Carlyle’s acquisitions of new businesses is a departure from the firm’s longtime strategy of developing products from within the firm. Co-founded in 1987 by David Rubenstein, Carlyle runs about 84 separate funds, including an Asian real estate vehicle and a fund focused exclusively on buying Mexican companies. In its core buyout funds it owns businesses that include Dunkin’ Brands, the Hertz Corporation and Freescale Semiconductor.

There are potential problems with Carlyle’s rapid expansion, private equity industry observers say. By slapping its brand on a wider array of products and straying from its core competency, the firm runs a risk.

“The main risk is that Carlyle’s diversification, if not well-managed, could hurt investment performance,” said David Teten, a partner at ff Venture Capital who has published research on private-equity investment management.

Carlyle has already had problems with its diversification strategy. During the financial crisis two of its homegrown hedge funds — Carlyle Capital and Carlyle Blue Wave — collapsed after wrong-way bets in the debt markets.

In some ways, Carlyle’s acquisition binge is an effort to replicate the broad set of businesses built by the Blackstone Group, one of its chief competitors and the first large private equity firm to go public back in 2007. Blackstone, which is run by Stephen A. Schwarzman, has established hedge fund, real estate investment and investment bank advisory units that diversify its revenues.
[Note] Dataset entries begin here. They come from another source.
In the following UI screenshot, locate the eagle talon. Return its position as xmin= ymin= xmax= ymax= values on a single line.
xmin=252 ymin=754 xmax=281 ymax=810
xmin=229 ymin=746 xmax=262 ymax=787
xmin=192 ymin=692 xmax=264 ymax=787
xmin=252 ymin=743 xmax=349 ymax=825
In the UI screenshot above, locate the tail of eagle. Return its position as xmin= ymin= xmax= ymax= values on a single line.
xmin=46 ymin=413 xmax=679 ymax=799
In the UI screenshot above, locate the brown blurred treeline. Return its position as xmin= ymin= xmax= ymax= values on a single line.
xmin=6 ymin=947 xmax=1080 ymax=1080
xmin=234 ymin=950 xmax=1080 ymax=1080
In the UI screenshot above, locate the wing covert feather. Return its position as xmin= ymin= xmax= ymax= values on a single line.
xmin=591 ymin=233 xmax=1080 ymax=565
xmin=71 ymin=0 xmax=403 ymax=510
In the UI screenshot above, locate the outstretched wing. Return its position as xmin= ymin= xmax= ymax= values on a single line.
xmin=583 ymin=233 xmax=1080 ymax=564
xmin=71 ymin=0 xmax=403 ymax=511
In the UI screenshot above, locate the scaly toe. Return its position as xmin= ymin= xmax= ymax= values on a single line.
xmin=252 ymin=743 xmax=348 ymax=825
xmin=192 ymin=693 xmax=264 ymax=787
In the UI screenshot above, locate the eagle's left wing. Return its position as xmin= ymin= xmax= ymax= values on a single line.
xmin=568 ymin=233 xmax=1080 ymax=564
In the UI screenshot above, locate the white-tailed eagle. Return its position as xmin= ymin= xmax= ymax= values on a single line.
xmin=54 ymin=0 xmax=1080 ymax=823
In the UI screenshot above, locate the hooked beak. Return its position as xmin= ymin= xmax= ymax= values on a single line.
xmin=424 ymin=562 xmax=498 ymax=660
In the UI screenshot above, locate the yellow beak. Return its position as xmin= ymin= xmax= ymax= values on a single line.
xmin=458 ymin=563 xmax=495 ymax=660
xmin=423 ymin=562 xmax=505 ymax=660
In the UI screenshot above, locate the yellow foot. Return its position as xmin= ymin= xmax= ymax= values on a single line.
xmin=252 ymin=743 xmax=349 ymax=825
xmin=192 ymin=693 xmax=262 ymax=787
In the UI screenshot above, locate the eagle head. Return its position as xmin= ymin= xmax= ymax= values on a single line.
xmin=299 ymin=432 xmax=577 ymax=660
The other large publicly traded firms, Kohlberg Kravis Roberts and Apollo, have also aggressively added new business lines in recent months. K.K.R. has hired a group of nine Goldman Sachs traders to start a hedge fund and brought on Ralph Rosenberg, a former Goldman partner, to start a real estate business. Apollo acquired the real estate investment group of Citigroup and is also in the process of raising an energy-focused fund.

None of them has yet to acquire another private equity firm, which would make Carlyle’s acquisition of Energy Capital unusual. Energy Capital, based in Short Hills, N.J., was started in 2005 by Douglas Kimmelman, also a former partner at Goldman Sachs. The firm, which manages about $7 billion in assets, has emerged as one of a handful of large private equity funds focused exclusively on the energy industry. It owns a variety of energy assets, including three power plants in New England, electrical lines in Southern California and a gas pipeline being built in Texas.

Energy Capital also owns a small stake in Energy Future Holdings, formerly TXU, which it acquired in 2007 alongside Kohlberg Kravis Roberts, TPG and Goldman for $44 billion in the largest buyout ever. The giant Texas utility has struggled amid persistently low natural gas prices and a huge debt load.

Talks between Carlyle and Energy Capital came as a surprise because of Carlyle’s longstanding relationship with Riverstone Holdings, the country’s largest energy-focused private equity firm. Carlyle and Riverstone, which have co-sponsored six energy and power funds over the last decade, notified their investors in a letter sent last week that they would not raise another fund together and would go their separate ways. Riverstone’s partners have decided to stay independent.

The Carlyle and Riverstone relationship became strained a few years ago when their funds became ensnared by the New York attorney general’s investigation of corruption of the state’s public pension fund by political officials and private equity funds. Carlyle paid $20 million and Riverstone paid $30 million, to resolve their roles in the case.